Казаки, и конные, и пешие, по отъезде гетмана и старшины, понадвинулись к казнённым и долго смотрели на них. Ни на одном лице не видно было ни осуждения, ни какого-либо иного укора; напротив, все смотрели строго, жалостливо, иногда с ужасом, боязнью, но более всего с какою-то тайною загадкою во взоре, с неразрешимым вопросом и относительно себя, и относительно вот их, лежащих на помосте так страшно-картинно: Кочубей уткнулся в кровавую лужу, словно кланяется церкви, хотя голова его лежит боком к полу, а усы и рот мокнут в кропи, точно пьют её; Искра же растянулся во всю длину и как бы тянется всем своим массивным телом к голове, которая откатилась от туловища и закрыла глаза, точно прислушиваясь: сразу отрубят её от тела или не сразу.
А жёлтая бабочка опять тут: то на Кочубея сядет, то на Искру, расправляет крылышки, приближается к крови и снова поднимается... Не занимают, по-видимому, эти белые, обрызганные кровью, саваны...
— Якiй метелик, дивиться, хлопцы, — говорит один казак, указывая на бабочку, — то може душа Кочубеева прилинула... Он як коло головы его крыльцями вie...
— А може се дочка до его прилетела, убивается по батькови, — заметила баба-богомолка, возвращавшаяся из Киева — он як лине до батенька...
— Яка, бабусю, дочка?
— Та Матроною, кажуть, зовуть. Вона, кажуть... Мазепа до неё, та щось не тее...
Богомолка не договорила. Бабочка опять опустилась на труп Кочубея и поползла по его савану, расправляя крылышки.
— Та вона ж, се вона... бидна дитина... — богомолка утёрла слёзы, — от и поплакати никому...
Только по окончании обедни трупы казнённых были положены в гробы и повезены в Киев, на родину, поближе к своим... Богомолка была права; тут над ними некому было плакать.
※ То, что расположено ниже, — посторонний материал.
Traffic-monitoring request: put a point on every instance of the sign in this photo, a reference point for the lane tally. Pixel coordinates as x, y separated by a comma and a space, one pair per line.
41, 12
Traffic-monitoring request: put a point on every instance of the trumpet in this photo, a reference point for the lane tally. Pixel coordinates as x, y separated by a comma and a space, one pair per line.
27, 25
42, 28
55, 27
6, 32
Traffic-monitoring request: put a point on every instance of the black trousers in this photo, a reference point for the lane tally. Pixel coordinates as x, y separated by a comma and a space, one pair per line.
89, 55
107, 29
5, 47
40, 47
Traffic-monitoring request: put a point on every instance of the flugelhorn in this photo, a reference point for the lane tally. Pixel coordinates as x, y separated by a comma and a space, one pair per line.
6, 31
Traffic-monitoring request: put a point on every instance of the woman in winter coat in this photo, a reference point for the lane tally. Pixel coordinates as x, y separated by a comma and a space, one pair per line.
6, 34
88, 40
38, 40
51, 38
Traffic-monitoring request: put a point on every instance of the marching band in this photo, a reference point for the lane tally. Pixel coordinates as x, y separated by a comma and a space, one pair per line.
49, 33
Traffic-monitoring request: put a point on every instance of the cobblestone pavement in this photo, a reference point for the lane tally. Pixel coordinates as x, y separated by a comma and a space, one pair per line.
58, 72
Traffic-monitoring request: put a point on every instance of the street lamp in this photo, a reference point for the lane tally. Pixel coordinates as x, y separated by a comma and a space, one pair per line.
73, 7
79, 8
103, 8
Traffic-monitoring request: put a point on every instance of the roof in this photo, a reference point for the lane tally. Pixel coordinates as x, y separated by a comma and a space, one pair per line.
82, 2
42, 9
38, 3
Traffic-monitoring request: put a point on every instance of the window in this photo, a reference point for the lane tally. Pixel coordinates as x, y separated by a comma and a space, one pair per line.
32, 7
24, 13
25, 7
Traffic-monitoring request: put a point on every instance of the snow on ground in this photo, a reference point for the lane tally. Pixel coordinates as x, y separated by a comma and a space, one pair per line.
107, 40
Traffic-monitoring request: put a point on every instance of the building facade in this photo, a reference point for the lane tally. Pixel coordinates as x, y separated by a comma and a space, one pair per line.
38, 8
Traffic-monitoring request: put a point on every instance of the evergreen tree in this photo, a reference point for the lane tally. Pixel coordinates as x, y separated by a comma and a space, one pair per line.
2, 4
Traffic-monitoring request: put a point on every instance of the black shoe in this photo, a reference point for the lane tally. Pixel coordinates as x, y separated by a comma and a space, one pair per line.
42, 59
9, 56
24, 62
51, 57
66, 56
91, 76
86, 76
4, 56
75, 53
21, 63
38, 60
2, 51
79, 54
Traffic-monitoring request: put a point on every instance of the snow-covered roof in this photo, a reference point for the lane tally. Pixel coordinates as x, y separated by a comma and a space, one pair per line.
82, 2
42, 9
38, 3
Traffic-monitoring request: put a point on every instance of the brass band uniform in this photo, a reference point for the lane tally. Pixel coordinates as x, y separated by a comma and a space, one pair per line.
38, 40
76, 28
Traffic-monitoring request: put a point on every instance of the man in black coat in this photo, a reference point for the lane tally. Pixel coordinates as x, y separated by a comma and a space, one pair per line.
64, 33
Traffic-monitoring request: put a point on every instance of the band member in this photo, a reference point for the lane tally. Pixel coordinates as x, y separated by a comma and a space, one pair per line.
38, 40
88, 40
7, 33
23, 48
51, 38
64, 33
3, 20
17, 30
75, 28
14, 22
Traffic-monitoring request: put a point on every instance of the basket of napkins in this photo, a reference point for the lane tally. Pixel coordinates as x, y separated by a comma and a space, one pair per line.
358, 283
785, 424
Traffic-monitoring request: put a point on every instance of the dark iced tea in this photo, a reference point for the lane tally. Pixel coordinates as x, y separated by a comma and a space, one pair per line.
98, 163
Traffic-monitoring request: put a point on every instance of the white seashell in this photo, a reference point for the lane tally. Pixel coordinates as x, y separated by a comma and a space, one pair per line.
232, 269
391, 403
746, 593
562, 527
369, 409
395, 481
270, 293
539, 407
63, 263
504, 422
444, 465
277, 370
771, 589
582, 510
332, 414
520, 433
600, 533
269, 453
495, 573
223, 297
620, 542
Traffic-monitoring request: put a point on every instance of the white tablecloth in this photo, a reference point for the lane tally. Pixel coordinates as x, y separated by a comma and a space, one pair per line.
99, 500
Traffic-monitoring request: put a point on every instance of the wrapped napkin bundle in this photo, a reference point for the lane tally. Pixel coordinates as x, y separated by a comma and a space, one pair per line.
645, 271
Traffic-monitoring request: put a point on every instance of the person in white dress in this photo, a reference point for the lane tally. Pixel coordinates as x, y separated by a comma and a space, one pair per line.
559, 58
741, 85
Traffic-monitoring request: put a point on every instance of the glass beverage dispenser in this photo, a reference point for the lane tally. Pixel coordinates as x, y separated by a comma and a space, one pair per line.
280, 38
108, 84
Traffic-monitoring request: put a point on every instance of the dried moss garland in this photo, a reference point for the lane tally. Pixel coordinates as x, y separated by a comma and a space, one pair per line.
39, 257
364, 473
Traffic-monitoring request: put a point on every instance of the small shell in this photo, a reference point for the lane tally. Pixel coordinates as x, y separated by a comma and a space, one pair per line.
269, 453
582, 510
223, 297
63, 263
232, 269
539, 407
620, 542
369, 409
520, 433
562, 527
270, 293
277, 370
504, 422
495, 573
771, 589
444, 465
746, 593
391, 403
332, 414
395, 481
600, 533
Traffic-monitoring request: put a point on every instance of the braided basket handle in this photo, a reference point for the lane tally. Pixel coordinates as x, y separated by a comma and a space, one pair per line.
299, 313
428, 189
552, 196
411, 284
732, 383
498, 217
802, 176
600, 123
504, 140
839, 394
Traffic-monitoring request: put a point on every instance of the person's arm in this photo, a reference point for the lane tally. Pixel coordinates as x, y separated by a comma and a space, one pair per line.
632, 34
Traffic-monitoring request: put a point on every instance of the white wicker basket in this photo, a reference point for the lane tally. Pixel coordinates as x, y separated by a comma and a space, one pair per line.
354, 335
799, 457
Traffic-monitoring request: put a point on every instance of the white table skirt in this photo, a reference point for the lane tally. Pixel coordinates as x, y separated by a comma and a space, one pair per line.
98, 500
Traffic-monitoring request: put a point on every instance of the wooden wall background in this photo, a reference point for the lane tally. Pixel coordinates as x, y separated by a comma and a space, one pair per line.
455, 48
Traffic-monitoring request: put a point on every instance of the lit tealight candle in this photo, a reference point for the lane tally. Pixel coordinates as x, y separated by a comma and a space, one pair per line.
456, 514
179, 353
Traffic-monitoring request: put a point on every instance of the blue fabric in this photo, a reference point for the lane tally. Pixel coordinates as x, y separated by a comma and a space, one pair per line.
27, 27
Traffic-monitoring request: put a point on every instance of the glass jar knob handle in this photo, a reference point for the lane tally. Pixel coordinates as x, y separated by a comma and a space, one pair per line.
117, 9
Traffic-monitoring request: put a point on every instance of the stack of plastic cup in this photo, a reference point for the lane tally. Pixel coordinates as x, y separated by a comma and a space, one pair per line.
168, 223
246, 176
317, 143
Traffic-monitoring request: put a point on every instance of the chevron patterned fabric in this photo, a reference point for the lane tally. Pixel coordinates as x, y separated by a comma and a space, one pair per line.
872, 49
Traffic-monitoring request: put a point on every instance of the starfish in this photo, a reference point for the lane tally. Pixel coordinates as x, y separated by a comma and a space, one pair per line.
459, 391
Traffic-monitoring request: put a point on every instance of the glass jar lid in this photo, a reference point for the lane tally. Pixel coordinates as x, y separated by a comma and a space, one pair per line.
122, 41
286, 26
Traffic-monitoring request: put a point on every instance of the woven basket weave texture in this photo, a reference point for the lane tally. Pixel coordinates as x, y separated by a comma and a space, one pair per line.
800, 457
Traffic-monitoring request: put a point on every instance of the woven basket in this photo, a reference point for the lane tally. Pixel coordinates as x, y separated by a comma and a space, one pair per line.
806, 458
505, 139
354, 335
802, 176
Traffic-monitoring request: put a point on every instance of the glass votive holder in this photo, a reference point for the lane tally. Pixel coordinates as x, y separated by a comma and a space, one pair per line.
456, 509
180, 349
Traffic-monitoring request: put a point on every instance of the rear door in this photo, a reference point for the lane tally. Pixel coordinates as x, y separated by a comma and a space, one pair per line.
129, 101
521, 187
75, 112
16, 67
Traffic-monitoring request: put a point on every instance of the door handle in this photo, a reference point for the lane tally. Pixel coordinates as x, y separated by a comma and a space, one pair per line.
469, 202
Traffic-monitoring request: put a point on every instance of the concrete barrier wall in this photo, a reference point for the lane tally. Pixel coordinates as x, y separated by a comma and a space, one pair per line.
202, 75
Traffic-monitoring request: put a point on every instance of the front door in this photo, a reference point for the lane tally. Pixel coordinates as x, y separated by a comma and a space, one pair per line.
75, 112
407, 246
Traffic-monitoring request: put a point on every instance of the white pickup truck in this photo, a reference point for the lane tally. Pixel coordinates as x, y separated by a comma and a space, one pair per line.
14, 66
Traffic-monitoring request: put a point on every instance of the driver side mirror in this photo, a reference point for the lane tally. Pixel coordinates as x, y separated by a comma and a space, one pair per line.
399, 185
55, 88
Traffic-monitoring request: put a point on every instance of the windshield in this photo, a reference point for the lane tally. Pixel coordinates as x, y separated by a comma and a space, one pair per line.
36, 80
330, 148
Прошло лето, прошла осень, прошла и половина суровой зимы. Наступил 1709 год, скоро весна...
По снежной равнине, раскинувшейся белым саваном к востоку от Сум до Сейма, гладкою возвышенностью едет группа всадников. Несколько впереди всех, на полкорпуса лошади, высокого и тонконогого, чёрного с белою звездою во лбу скакуна, резко выделяется из группы и своею осанкою, и своим усестом на богатом седле фигура молодого человека в войлочной треуголке с зрительною трубою и с огромным палашом у бедра.
Что-то странное, непонятное в лице у этого молодого человека! Необыкновенно круто вскинутые брови; несколько приподнятые с концами бровей внешние углы глаз; в том же направлении приподнятые углы дерзко-насмешливых губ; нос, как-то упрямо выдающийся на этом каком-то чёрством, загрубелом лице; ноздри, постоянно раздувающиеся, как у горячей, норовистой лошади, и в особенности серые, с неподвижными, как у безумца или мономана, какие-то жёсткие, упрямые, стоячие глаза, всё это так резко выдвигало лицо этого молодого человека из группы других лиц, что при виде его встречный невольно пятился назад с вопросом внутри себя: что это такое, или это злодей, или необыкновенный человек?.. А между тем одет этот необыкновенный человек очень просто, даже бедно и нечисто: военный однобортный кафтан потёрт, вывалян в сене; металлические пуговицы на нём заржавели; старый чёрный галстух обмотан вокруг шеи неловко, небрежно; высокие, выше колен сапоги неизвестно, когда чищены; огромные шпоры тоже носят на себе следы ржавчины. Зато конь убран богато, по-царски; да и конь редкой породы и необыкновенно выхоленный.
Рядом с ним, тоже на кровном скакуне, стараясь держать своего коня нога в ногу с первым всадником, едет розовый мальчик, не спускающий глаз с первого и нервно следящий за каждым его движением. Розовые щёки его обветрены, но юношеский, как на персике, пушок ещё не сошёл с них, а чистые светло-голубые глаза так ясны, что никогда, кажется, до смерти не обветреют. Юноша также одет по-военному и с таким же большим палашом, который, кажется, своею тяжестью гнёт его на сторону.
По другую сторону первого всадника на белом коне, на высоком казацком седле, грузно сидит знакомая нам, несколько сутуловатая и понурая фигура, с таким же понурым лицом, с понурыми бровями и понурыми седыми усами. Это Мазепа в своей сивой смушковой шапке, мало отличающейся от сивой головы гетмана.